Consider a concrete example: An attacker compromises your Python application and executes arbitrary code. In a large image with development tools, the attacker can run commands like gcc -o payload payload.c to compile malicious code, pip install backdoor-package to install a compromised package, execute python -c "import socket; ..." to create a reverse shell, or git clone malicious-repo to download additional tools.

In a minimal production image, those same attacker commands completely fail: gcc: command not found, pip: command not found, git: command not found, and the python binary can only execute existing scripts—not arbitrary code from the internet. The attacker's options are severely limited, containing the damage and buying time for incident response.

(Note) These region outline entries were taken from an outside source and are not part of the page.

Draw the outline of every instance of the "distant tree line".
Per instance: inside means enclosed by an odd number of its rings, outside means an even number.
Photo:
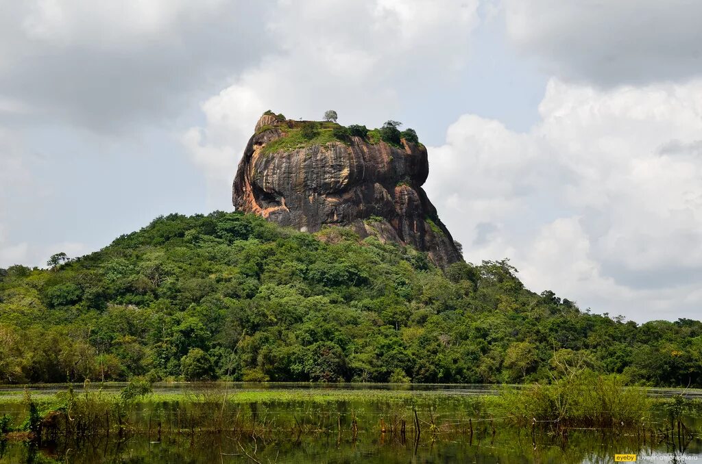
[[[171,214],[51,269],[0,270],[0,381],[548,382],[559,367],[702,386],[702,323],[639,325],[338,228]]]

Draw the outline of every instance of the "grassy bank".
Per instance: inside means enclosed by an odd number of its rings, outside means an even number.
[[[82,440],[110,434],[168,436],[226,431],[249,435],[359,432],[403,437],[494,434],[525,428],[562,434],[583,428],[650,437],[698,435],[698,400],[654,398],[616,376],[581,372],[548,385],[505,388],[495,395],[380,390],[213,390],[153,393],[137,381],[121,392],[86,385],[55,395],[0,397],[0,432],[11,437]],[[14,434],[14,435],[13,435]],[[472,439],[472,438],[471,438]]]

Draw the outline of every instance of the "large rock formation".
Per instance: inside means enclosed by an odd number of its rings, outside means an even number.
[[[271,115],[258,121],[234,181],[237,210],[309,232],[350,227],[362,237],[411,245],[442,267],[462,259],[421,188],[429,174],[423,145],[351,137],[277,149],[287,142],[279,139],[302,124]]]

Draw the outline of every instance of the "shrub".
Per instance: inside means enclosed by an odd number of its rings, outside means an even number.
[[[343,125],[332,129],[331,135],[342,142],[347,142],[349,139],[349,130]]]
[[[417,136],[417,132],[415,132],[414,129],[406,129],[403,130],[400,135],[407,142],[411,142],[415,144],[419,142],[419,137]]]
[[[399,367],[392,371],[390,378],[388,379],[390,383],[409,383],[410,379],[407,374]]]
[[[365,125],[352,124],[347,128],[349,130],[349,135],[359,137],[362,139],[365,139],[366,136],[368,135],[368,128]]]
[[[127,384],[127,386],[119,393],[119,398],[123,402],[135,401],[145,397],[152,392],[151,383],[149,381],[136,377]]]
[[[324,121],[329,121],[333,123],[336,122],[336,119],[338,116],[336,114],[336,111],[333,109],[324,111]]]
[[[312,121],[303,124],[302,129],[300,130],[302,136],[310,140],[317,137],[319,132],[319,131],[317,128],[317,124]]]
[[[385,123],[380,128],[380,138],[387,143],[399,145],[400,132],[397,128],[400,125],[402,125],[402,123],[397,121],[391,119],[385,121]]]
[[[180,360],[180,369],[185,380],[208,380],[214,369],[207,353],[200,348],[192,348]]]

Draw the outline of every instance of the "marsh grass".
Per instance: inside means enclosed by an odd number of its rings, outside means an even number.
[[[40,441],[139,435],[160,442],[211,433],[269,438],[331,434],[337,439],[371,433],[402,441],[461,434],[472,441],[474,435],[494,437],[505,428],[531,428],[532,435],[534,429],[583,428],[651,435],[655,425],[668,434],[674,427],[655,423],[654,416],[670,414],[680,421],[702,409],[699,402],[650,398],[645,390],[623,387],[619,377],[588,372],[483,396],[372,390],[150,391],[130,385],[121,393],[107,393],[86,384],[81,392],[25,398],[13,423],[24,420],[20,428]],[[679,427],[692,433],[684,422]]]
[[[520,425],[637,427],[649,423],[654,400],[628,388],[618,376],[578,373],[550,384],[536,384],[501,395],[502,407]]]

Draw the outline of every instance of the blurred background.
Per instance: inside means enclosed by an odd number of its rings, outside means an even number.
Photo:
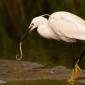
[[[68,11],[85,19],[85,0],[0,0],[0,58],[16,59],[19,41],[31,20],[57,11]],[[80,56],[85,49],[82,43],[78,42],[72,48],[71,43],[47,40],[33,31],[23,41],[23,60],[71,67],[73,57]]]

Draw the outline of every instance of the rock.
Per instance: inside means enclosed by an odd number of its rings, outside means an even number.
[[[6,84],[7,81],[4,81],[4,80],[0,80],[0,84]]]

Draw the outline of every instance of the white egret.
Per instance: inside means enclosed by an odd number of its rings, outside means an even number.
[[[35,17],[29,26],[30,31],[37,28],[37,32],[47,39],[63,40],[65,42],[76,42],[85,40],[85,21],[69,12],[55,12],[46,19],[44,16]],[[84,51],[85,52],[85,51]],[[77,60],[69,81],[75,81],[81,71],[79,62],[84,52]]]

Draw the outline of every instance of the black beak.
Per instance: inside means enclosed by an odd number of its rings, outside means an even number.
[[[25,33],[22,35],[22,37],[20,39],[20,42],[22,42],[25,39],[25,37],[27,36],[27,34],[29,32],[31,32],[31,28],[32,28],[32,26],[29,26],[28,29],[26,29]]]

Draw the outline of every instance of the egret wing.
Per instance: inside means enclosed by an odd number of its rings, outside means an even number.
[[[49,25],[60,37],[85,40],[85,21],[76,15],[56,12],[49,17]]]

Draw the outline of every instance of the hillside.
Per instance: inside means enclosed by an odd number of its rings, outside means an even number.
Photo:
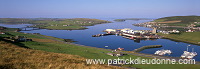
[[[59,30],[87,29],[85,26],[92,26],[110,21],[88,18],[0,18],[0,23],[6,24],[33,24],[32,27]]]
[[[172,16],[154,20],[158,24],[166,24],[167,26],[189,26],[191,24],[200,25],[200,16]]]
[[[31,50],[0,41],[0,69],[120,69],[107,65],[88,65],[85,58]]]

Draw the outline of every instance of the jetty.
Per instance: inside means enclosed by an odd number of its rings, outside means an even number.
[[[172,53],[172,51],[171,50],[158,50],[158,51],[156,51],[154,54],[156,54],[156,55],[165,55],[165,54],[171,54]]]
[[[135,50],[133,50],[133,51],[134,51],[134,52],[140,52],[140,51],[142,51],[142,50],[144,50],[144,49],[149,49],[149,48],[160,48],[160,47],[162,47],[162,45],[149,45],[149,46],[140,47],[140,48],[135,49]]]
[[[130,39],[159,39],[161,38],[161,36],[155,34],[157,33],[156,29],[153,29],[153,30],[133,30],[130,28],[106,29],[103,32],[106,32],[106,34],[92,35],[92,37],[100,37],[100,36],[106,36],[106,35],[120,35],[120,36],[126,36]]]

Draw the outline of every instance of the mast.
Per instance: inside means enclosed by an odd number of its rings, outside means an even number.
[[[192,52],[194,52],[194,48],[192,48]]]

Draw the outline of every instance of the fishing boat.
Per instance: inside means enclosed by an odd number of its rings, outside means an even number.
[[[165,55],[165,54],[171,54],[171,53],[172,53],[171,50],[158,50],[154,54],[156,54],[156,55]]]
[[[187,51],[183,52],[183,54],[181,55],[181,58],[192,59],[195,56],[197,56],[197,53],[194,52],[194,48],[192,48],[192,52],[188,52],[188,46],[187,46]]]

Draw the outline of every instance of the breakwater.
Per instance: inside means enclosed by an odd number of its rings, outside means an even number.
[[[134,52],[140,52],[140,51],[142,51],[142,50],[144,50],[144,49],[149,49],[149,48],[160,48],[160,47],[162,47],[162,45],[149,45],[149,46],[140,47],[140,48],[135,49],[135,50],[133,50],[133,51],[134,51]]]

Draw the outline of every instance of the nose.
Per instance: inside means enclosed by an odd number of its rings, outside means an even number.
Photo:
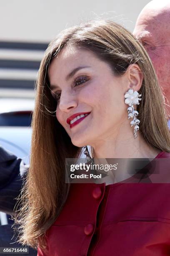
[[[73,108],[76,108],[78,105],[78,102],[73,97],[69,97],[68,95],[66,96],[61,96],[60,102],[59,104],[59,108],[62,111],[68,113],[70,110]]]

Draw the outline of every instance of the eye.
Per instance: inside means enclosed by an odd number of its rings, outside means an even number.
[[[75,86],[83,84],[88,80],[89,80],[89,78],[86,77],[79,77],[74,81],[74,83],[75,84]]]

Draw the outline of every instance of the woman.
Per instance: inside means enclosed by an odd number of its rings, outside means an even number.
[[[100,184],[70,185],[65,173],[65,159],[85,145],[94,159],[169,159],[167,118],[149,58],[130,32],[107,20],[62,31],[39,72],[19,241],[39,256],[168,255],[168,184],[146,184],[125,167]]]

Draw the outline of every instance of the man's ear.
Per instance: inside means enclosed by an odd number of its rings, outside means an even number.
[[[131,64],[128,68],[126,72],[127,77],[130,84],[130,89],[134,91],[139,91],[143,79],[143,74],[139,66],[137,64]]]

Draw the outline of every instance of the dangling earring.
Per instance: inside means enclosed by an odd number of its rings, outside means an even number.
[[[142,100],[142,99],[140,99],[139,97],[140,97],[141,96],[142,94],[139,94],[137,91],[133,92],[133,90],[132,89],[129,89],[124,95],[124,97],[125,98],[125,103],[129,106],[129,107],[127,108],[128,119],[130,119],[130,118],[133,118],[133,120],[130,122],[130,124],[131,124],[131,127],[133,125],[135,126],[133,131],[135,138],[137,137],[137,132],[139,129],[138,125],[140,123],[140,121],[136,118],[139,113],[138,111],[135,110],[133,105],[139,105],[139,100]]]
[[[90,160],[92,159],[94,157],[93,155],[93,148],[91,146],[90,146],[90,152],[89,152],[88,150],[88,146],[84,146],[83,147],[84,151],[83,153],[86,156],[86,159],[87,160]]]

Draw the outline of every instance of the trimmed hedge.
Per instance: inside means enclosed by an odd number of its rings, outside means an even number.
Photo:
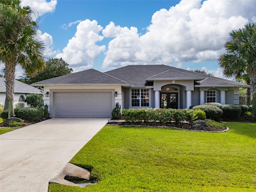
[[[221,109],[223,112],[222,116],[230,119],[235,119],[240,117],[242,109],[238,105],[222,105]]]
[[[18,115],[18,112],[20,109],[14,109],[14,114],[15,115],[15,117],[18,118],[19,118]],[[7,119],[8,118],[8,110],[6,109],[3,111],[3,112],[1,113],[0,114],[0,117],[2,117],[3,119]]]
[[[123,109],[122,113],[126,121],[160,122],[163,124],[172,121],[191,122],[195,116],[194,110],[186,109],[130,108]]]
[[[205,112],[207,118],[216,120],[223,114],[223,112],[220,108],[212,105],[197,105],[193,107],[192,109],[201,109]]]
[[[194,118],[193,120],[205,120],[206,118],[205,112],[201,109],[196,109],[194,111]]]
[[[19,117],[30,121],[38,121],[43,117],[43,110],[35,107],[25,107],[20,109]]]
[[[220,104],[220,103],[217,103],[215,102],[212,102],[210,103],[205,103],[203,104],[203,105],[212,105],[213,106],[215,106],[216,107],[218,107],[219,108],[220,108],[221,106],[222,105]]]

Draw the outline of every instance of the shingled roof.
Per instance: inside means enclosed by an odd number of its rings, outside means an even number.
[[[230,81],[165,65],[129,65],[102,73],[94,69],[77,72],[44,80],[32,85],[118,85],[143,87],[147,81],[160,80],[194,80],[196,87],[248,87],[243,83]]]
[[[6,90],[4,78],[0,77],[0,92],[5,92]],[[41,90],[16,80],[14,80],[14,93],[42,94]]]
[[[91,69],[44,80],[33,83],[32,85],[43,86],[46,85],[74,85],[92,84],[124,85],[128,83],[115,77]]]

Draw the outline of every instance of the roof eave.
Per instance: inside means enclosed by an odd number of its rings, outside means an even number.
[[[87,83],[87,84],[31,84],[31,86],[34,87],[43,87],[44,86],[130,86],[128,84],[101,84],[101,83]]]
[[[250,87],[248,85],[195,85],[195,87],[242,87],[247,88]]]

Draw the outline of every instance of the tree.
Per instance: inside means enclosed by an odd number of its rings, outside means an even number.
[[[252,94],[252,112],[256,113],[256,24],[248,24],[244,28],[233,30],[225,45],[226,53],[221,56],[219,63],[227,77],[241,78],[247,74],[250,79]]]
[[[68,64],[62,58],[48,58],[46,62],[46,68],[39,72],[34,76],[24,74],[18,80],[28,84],[31,84],[46,79],[70,74],[73,72],[71,68],[68,68]]]
[[[37,25],[29,6],[22,8],[20,0],[0,0],[0,61],[5,65],[8,118],[14,114],[13,97],[17,65],[33,75],[45,68],[44,48],[36,39]]]
[[[196,72],[197,73],[202,73],[205,75],[210,75],[210,76],[214,76],[213,74],[211,73],[206,73],[204,70],[200,70],[200,69],[196,69],[196,70],[191,70],[191,71]]]

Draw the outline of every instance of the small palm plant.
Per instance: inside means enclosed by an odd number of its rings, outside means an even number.
[[[122,116],[121,114],[121,106],[118,102],[116,103],[116,107],[112,111],[111,113],[112,117],[115,119],[120,119]]]

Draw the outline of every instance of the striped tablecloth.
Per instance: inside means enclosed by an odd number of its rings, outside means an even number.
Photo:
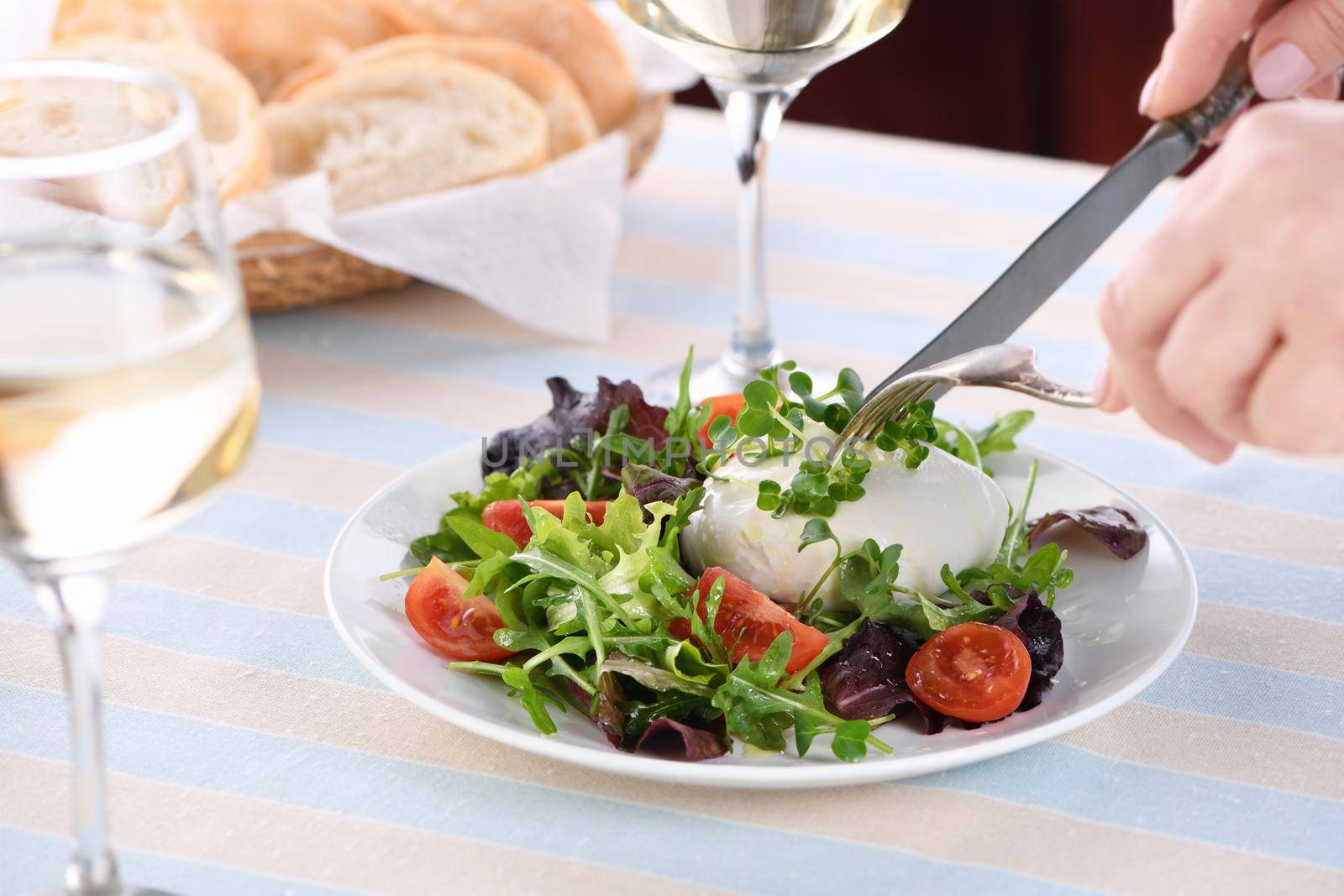
[[[771,159],[777,329],[886,373],[1097,172],[786,125]],[[1208,467],[1132,416],[1042,407],[1030,439],[1132,489],[1202,587],[1185,653],[1059,740],[903,783],[711,791],[573,768],[392,696],[325,618],[336,531],[399,470],[547,406],[543,377],[722,347],[732,184],[720,122],[677,110],[626,204],[605,344],[555,344],[431,289],[257,322],[246,473],[121,574],[108,622],[113,833],[190,893],[1344,893],[1344,463]],[[1101,285],[1160,193],[1025,328],[1090,383]],[[544,322],[544,286],[538,316]],[[1005,404],[1007,402],[1007,404]],[[1019,399],[968,390],[970,419]],[[56,881],[67,731],[50,635],[0,574],[0,891]]]

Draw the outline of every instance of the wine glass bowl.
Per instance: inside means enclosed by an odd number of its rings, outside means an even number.
[[[108,844],[105,574],[238,469],[258,391],[191,93],[106,63],[0,64],[0,556],[70,688],[67,893],[153,892],[121,885]]]
[[[891,32],[910,0],[617,0],[659,44],[699,71],[728,122],[738,172],[738,275],[732,336],[718,360],[700,361],[695,399],[739,392],[781,359],[765,287],[766,154],[785,110],[809,79]],[[679,369],[645,384],[676,395]]]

Practical Example: Complete Python Application

A realistic Python web application using the two-image pattern includes a builder stage starting from python:3.11, installing build dependencies, copying dependency files, installing all dependencies (prod + dev), copying source code, and running tests and linting. The runtime stage starts from python:3.11-slim, creates a non-root user, copies only production dependencies, copies application code, sets non-root user, enables health checks, and runs the application.

Final image includes no test frameworks (pytest gone), no linting tools (black, mypy gone), no build tools (gcc, etc. gone), only Python runtime plus production dependencies plus app code, runs as non-root user, health checks enabled, and is ~150 MB total.

Summary: Two Images for Success

The two-image pattern offers multiple significant benefits that compound to improve production reliability and security. It separates concerns by keeping build complexity contained in the builder stage separate from runtime simplicity in the production stage. It reduces image size by five to ten times in production images, directly improving deployment speed and registry efficiency. It improves security with fewer packages, fewer potential CVEs, and a limited attack surface for adversaries. It speeds deployment through faster image pulls across networks and faster container startup times. It simplifies vulnerability scanning with less surface area to scan and fewer false positives from development-only packages. It enables testing by allowing comprehensive test suites to run in the build stage while the runtime image can be deployed with confidence.

Build images are intentionally large and complex, including all tools needed for compilation and testing. Runtime images are small and focused, containing only what's needed to execute. Use both together as part of a complete, secure build and deployment pipeline.

For any application with compilation or a build step, multi-stage builds are not optional—they're essential for production readiness and security.